The purpose and goals of managing the Golden State’s water supply are made explicit in the subtitle beneath the headline. In addition to securing a stable supply of potable water for both domestic and industrial purposes, the government’s initiatives were set up to control flooding and salinity levels, secure water for irrigation (and recreation), create electricity, and maintain infrastructure in the form of navigation and mobility on California’s rivers.


Context is Everything

In 1873, Barton S. Alexander presented a report to the U.S. Army Corps of Engineers, which proposed the creation of The Central Valley Project. The main purpose was to transfer water from Northern California to the Central Valley. By 1904, the Bureau of Reclamation began expressing interest in Alexander’s project, but as is often the case with government initiatives, it was delayed and ended up being a reaction to calamity rather than a timely effort to avert it. The delay lasted until the early 1920s when a series of droughts and other water-related catastrophes struck California.

The turning point came in 1933 when the State of California ratified the Central Valley Project Act. This legislation allowed the Bureau of Reclamation to issue revenue bonds, which generated approximately $170 million in funding for the project.

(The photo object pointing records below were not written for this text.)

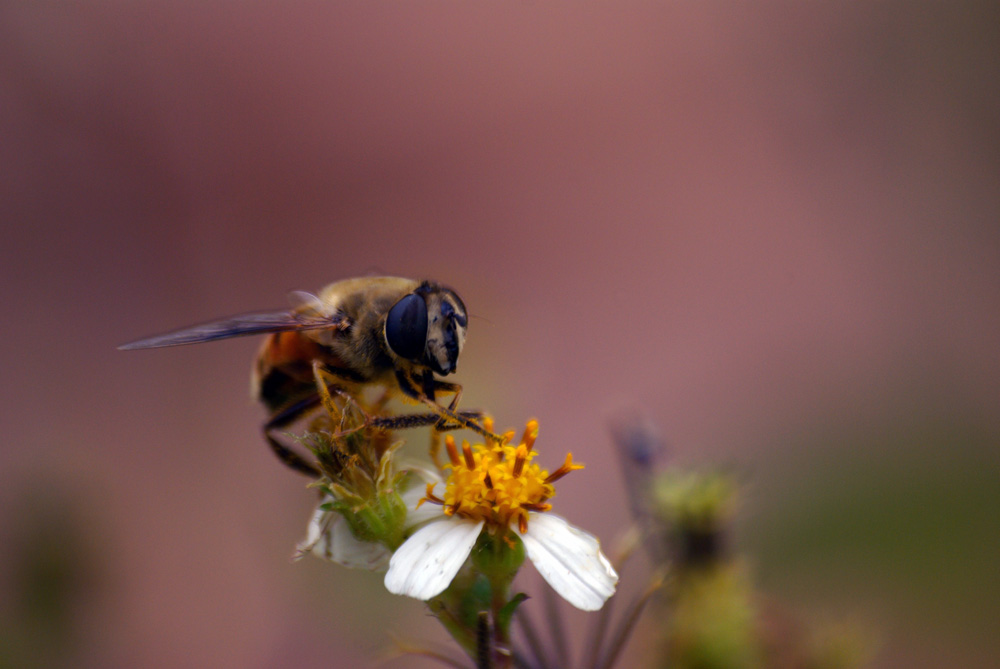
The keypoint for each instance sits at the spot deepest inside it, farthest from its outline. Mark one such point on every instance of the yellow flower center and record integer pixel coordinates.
(498, 483)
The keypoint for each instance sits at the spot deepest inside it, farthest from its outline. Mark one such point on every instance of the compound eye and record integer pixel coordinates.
(406, 327)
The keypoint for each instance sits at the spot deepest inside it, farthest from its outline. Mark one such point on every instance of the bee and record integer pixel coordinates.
(390, 333)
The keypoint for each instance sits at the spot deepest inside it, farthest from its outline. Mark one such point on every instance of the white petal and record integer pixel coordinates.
(330, 537)
(570, 560)
(427, 562)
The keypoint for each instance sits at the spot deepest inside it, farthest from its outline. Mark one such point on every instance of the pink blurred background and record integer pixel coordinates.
(771, 227)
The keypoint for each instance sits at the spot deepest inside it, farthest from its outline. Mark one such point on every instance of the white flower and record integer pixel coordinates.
(568, 558)
(500, 489)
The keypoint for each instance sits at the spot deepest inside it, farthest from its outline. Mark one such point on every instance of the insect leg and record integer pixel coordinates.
(285, 417)
(446, 414)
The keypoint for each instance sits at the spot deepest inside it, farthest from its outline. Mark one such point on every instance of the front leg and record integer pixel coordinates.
(426, 393)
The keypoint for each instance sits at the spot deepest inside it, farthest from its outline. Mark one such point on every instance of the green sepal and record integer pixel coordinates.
(507, 612)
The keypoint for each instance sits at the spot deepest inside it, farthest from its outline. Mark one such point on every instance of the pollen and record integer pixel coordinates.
(499, 483)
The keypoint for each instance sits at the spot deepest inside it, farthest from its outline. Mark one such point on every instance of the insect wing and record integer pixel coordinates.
(239, 326)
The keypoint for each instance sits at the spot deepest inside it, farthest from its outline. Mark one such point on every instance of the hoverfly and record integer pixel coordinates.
(386, 332)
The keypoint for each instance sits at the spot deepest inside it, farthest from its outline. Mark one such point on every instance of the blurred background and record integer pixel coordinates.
(771, 228)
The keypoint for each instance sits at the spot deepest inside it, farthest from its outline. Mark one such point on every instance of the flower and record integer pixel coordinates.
(498, 488)
(330, 536)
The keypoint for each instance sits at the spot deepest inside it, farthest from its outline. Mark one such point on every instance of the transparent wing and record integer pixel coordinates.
(239, 326)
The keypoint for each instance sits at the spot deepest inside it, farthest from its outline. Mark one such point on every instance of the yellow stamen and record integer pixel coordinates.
(519, 458)
(566, 468)
(499, 483)
(470, 461)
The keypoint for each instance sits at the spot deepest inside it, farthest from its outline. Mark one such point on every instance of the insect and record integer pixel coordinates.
(386, 332)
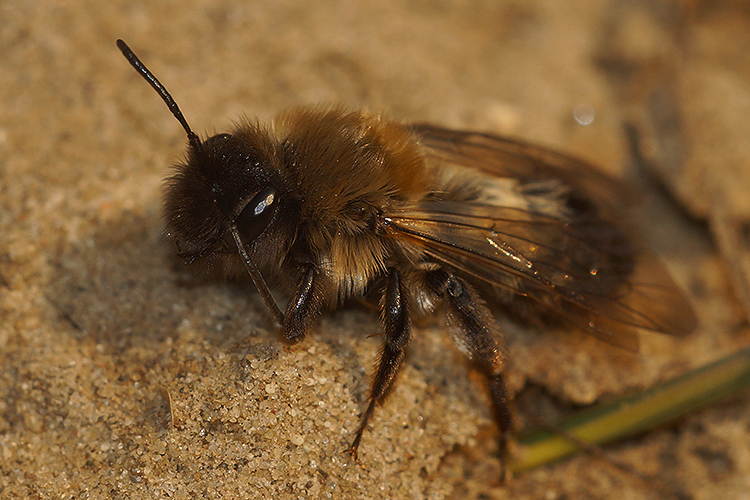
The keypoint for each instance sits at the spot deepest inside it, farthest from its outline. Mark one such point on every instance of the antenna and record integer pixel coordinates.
(195, 142)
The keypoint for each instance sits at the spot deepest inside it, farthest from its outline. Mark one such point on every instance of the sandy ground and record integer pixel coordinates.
(123, 376)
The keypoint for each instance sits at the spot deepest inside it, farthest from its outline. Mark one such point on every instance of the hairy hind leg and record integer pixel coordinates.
(478, 337)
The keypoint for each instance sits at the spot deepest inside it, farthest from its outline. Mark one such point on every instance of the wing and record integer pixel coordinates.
(526, 162)
(576, 262)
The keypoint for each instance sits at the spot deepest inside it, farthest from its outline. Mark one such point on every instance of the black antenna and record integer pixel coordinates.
(195, 142)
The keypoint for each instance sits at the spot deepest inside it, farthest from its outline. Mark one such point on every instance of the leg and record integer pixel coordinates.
(478, 338)
(397, 325)
(304, 306)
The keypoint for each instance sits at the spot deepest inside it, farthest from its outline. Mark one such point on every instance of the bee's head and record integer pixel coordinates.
(228, 183)
(224, 202)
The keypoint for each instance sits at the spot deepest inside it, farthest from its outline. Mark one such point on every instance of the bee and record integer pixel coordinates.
(331, 204)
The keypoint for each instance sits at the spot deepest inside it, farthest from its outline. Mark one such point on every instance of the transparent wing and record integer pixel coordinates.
(504, 157)
(582, 267)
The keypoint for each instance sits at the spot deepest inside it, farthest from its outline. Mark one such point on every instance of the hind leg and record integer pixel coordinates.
(478, 337)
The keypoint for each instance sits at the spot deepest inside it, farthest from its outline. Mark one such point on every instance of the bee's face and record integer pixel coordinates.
(231, 182)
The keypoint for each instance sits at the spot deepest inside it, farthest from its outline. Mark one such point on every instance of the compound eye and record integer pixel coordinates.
(257, 214)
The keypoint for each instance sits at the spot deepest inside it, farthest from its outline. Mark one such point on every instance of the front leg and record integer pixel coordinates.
(304, 306)
(396, 322)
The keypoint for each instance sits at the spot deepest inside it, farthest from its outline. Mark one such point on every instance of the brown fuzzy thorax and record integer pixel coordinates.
(348, 169)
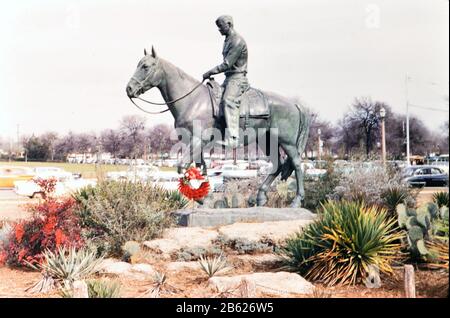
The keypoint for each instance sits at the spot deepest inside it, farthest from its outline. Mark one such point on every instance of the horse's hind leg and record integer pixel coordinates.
(292, 152)
(261, 198)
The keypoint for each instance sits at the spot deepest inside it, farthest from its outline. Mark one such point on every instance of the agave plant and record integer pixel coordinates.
(441, 198)
(213, 265)
(348, 239)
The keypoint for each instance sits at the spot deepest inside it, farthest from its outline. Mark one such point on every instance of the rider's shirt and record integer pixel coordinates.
(235, 55)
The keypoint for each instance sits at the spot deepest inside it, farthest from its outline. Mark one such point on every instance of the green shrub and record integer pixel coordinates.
(97, 288)
(103, 289)
(318, 191)
(441, 198)
(113, 213)
(423, 226)
(342, 245)
(373, 185)
(393, 196)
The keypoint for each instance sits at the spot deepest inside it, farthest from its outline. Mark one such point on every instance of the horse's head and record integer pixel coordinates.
(148, 74)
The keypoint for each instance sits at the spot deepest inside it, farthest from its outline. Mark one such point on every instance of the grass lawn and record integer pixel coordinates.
(86, 170)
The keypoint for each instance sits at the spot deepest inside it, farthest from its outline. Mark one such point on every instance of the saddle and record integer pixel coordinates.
(253, 103)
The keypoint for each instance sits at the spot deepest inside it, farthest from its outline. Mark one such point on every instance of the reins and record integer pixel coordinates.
(165, 103)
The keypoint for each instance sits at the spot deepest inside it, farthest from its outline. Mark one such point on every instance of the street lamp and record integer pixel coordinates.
(383, 136)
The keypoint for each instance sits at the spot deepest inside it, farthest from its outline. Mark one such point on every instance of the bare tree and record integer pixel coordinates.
(132, 129)
(50, 139)
(364, 114)
(111, 141)
(159, 138)
(327, 132)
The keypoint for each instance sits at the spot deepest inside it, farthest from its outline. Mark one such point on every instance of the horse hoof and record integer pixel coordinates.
(297, 203)
(261, 201)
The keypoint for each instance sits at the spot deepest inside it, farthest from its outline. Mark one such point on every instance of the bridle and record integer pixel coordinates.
(141, 86)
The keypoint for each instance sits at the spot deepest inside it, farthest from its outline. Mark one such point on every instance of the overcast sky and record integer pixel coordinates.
(64, 65)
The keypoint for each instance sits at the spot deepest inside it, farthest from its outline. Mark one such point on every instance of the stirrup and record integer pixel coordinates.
(229, 143)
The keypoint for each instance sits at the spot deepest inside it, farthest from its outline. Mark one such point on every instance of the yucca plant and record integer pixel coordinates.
(69, 265)
(441, 198)
(348, 239)
(394, 196)
(99, 288)
(439, 248)
(213, 265)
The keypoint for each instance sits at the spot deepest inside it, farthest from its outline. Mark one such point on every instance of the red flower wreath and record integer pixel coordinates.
(190, 192)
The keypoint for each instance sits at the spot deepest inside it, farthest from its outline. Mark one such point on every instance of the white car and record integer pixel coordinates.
(167, 179)
(51, 172)
(312, 172)
(134, 173)
(234, 171)
(64, 186)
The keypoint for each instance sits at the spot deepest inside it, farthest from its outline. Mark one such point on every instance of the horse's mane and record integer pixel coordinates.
(182, 73)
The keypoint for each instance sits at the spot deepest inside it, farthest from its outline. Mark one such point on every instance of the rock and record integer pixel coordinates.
(175, 239)
(143, 269)
(163, 246)
(111, 266)
(272, 231)
(247, 289)
(136, 271)
(190, 237)
(260, 259)
(222, 216)
(280, 283)
(180, 266)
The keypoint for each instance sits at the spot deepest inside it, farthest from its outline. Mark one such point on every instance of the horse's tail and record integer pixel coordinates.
(302, 136)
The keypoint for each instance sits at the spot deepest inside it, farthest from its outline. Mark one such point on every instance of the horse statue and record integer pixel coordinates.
(287, 122)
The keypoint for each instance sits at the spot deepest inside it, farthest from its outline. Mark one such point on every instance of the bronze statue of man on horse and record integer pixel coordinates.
(195, 107)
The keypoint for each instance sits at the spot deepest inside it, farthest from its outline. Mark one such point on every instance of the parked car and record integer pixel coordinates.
(134, 173)
(10, 174)
(425, 176)
(166, 179)
(235, 172)
(51, 172)
(63, 186)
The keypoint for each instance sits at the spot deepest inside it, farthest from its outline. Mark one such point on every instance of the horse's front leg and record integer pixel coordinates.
(261, 198)
(194, 154)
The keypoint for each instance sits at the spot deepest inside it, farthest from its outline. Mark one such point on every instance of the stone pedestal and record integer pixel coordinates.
(215, 217)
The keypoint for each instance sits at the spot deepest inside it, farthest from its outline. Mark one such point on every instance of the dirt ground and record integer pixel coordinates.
(194, 283)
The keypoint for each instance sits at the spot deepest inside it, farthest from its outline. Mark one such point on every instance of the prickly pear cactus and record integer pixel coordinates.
(130, 249)
(418, 225)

Unfortunately, financial setbacks due to insufficient state funds and the economic hardships of the Great Depression caused further delays. Ultimately, California was forced to seek federal funding for the project, which is why it ended up being an initiative that was shared between the state and federal governments and also involving the Army Corps of Engineers.

The initial groundwork commenced in the late 1930s and focussed on the construction of the Friant and Shasta dams and the excavation of a comprehensive network of irrigation canals. This was the start of a multi-decade endeavor that was not fully completed until the early 1970s.


A. Hoen & Co.

A. Hoen & Co. was a lithographic printing company established in the 1840s by Edward Weber (as E. Weber & Co). Headquartered in Baltimore, the company rose to prominence under the leadership of August Hoen. After Weber’s death, Hoen assumed company control and rebranded the firm as A. Hoen & Co. His dedication to excellence and innovation propelled the company to become a driver of the American lithography and printing industry in the mid-19th century.

In addition to building the company, August Hoen is famous for pioneering the litho-caustic method. Patented in 1860, this revolutionized etching techniques using citric acid and gum arabic blend. This allowed lithographers to monitor the development of shaded patterns as they were etched onto the stone. Hoen’s relentless pursuit of refining shading techniques led to multiple patents granted in 1880 for methods to produce halftone prints via lithography. In 1877, the company gained recognition at the Centennial Exposition with “The Continentals,” a print created by Hoen’s litho-caustic process. It earned a commendation from the expo judges for its excellence in chromo-lithographic art.

Albert Hoen, August’s son, continued in his father’s footsteps and made significant contributions to the field, excelling as a printmaker and overseeing a laboratory dedicated to lithographic limestone testing. He conducted rigorous experiments and test runs with stones from promising new locations, furthering the company’s commitment to innovation and quality.

Condition Description

Wear and toning around edge. Small tear in left margin.